As Bernese Mountain dogs can tend to be a little shy, introducing them to different social situations from a young age will help them develop their social skills and get over their hang-ups about new people. And last but not least, keeping your Berner well exercised and occupied will improve his health and personality and will also go a long way in preventing destructive behavior like digging and chewing.


Berners are especially prone to a large number of diseases and disorders which have risen due to their small gene pool. This has resulted in inbreeding and irresponsible breeding practices and has hence caused this breed to have a shorter lifespan. Getting a health guarantee from a breeder is an absolute must before deciding on this breed.

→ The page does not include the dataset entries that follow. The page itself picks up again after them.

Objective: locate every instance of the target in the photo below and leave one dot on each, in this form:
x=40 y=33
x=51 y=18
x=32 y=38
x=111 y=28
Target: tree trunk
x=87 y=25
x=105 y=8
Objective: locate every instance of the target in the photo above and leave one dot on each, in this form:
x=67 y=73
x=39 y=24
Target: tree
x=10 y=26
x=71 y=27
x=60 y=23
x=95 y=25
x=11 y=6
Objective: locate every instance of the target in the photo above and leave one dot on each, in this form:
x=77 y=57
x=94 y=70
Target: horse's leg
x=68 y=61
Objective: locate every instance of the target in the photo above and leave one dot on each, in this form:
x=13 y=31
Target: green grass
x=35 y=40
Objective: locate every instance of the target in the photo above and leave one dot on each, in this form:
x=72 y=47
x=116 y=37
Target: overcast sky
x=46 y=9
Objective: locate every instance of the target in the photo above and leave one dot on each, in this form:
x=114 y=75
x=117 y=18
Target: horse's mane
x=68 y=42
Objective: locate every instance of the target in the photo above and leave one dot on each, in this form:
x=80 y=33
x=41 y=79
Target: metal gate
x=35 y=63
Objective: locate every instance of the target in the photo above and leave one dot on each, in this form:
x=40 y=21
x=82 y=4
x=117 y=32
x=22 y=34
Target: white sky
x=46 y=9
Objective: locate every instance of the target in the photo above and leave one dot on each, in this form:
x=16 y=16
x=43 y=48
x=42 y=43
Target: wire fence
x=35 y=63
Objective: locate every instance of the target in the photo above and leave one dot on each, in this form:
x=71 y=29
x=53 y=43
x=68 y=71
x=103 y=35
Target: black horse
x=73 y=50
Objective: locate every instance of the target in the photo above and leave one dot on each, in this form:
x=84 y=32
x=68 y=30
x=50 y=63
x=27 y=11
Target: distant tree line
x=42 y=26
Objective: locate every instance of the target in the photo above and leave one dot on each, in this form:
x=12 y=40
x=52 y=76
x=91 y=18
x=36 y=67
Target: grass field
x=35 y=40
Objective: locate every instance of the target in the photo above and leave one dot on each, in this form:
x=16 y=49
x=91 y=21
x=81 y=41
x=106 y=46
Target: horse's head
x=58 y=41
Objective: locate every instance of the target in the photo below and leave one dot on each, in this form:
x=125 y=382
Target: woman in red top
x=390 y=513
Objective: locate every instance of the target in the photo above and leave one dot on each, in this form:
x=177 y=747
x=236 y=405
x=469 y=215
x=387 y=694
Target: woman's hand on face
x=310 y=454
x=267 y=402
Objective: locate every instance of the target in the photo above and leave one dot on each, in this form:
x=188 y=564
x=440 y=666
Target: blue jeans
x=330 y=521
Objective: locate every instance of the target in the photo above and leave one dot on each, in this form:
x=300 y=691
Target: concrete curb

This breed, unfortunately, is affected by many types of cancer which can often prove to be fatal. The treatment has to be swift to save your dog from this disease. Malignant histiocytosis is one such type of cancer that this breed is especially prone to. Apart from cancer they can also suffer from hip and elbow dysplasia, which are genetic conditions affecting the bones and joints of the dog. Von Willebrand’s disease is another disorder that can affect both dogs and humans. This disease inhibits the blood clotting process and can cause nosebleeds, bleeding of the gums and excessive bleeding from small cuts or incisions. Though this cannot be treated, it can be managed through medication and treatment.

Gastric Torsion is another health condition to look out for in a large breed like the Bernese Mountain dog. This occurs when the stomach fills up with gas and twists, cutting off blood flow to the heart. This can lead to death if not treated immediately. If you would recall, this is how Marley of the famous “Marley and Me” passed away.

Bernese Mountain dogs do require medical attention from time to time and can be predisposed to contracting certain genetic disorders. For this reason, it is crucial to choose a reliable and responsible breeder and also ensure that you have the financial means to look after one before adopting a Berner.


This breed as mentioned earlier sheds a decent amount so it is of utmost importance to brush your dog’s coat often with a brush designed for his type of fur. This will keep the coat shiny and healthy and will also remove dead hair. The good news is that this breed does not need to be bathed as often- once in two to three months will suffice.
Trimming of nails and brushing of the teeth should also be a part of the regular upkeep as this will help in maintaining hygiene. Daily brushing of the teeth will help in preventing gum diseases and buildup of tartar.
Also, be sure to check and clean your Berner’s ears often as they can be prone to infections. Clean them out when required with cotton.

Quick Facts

  1. It is a much better and safer option to adopt a Berner from a shelter or rescue organization as most breeders do not pay attention to the health history of the dogs that they are breeding. This is crucial in the case of this breed, given the genetic conditions that they are susceptible to.
  2. Berners shed all year round but especially in the spring and fall seasons.
  3. People who live in hot and humid climates should definitely not consider this breed as they do not do well in such conditions.
  4. The Bernese Mountain dog is one of the four Swiss Mountain dogs and is the only of them that has long hair.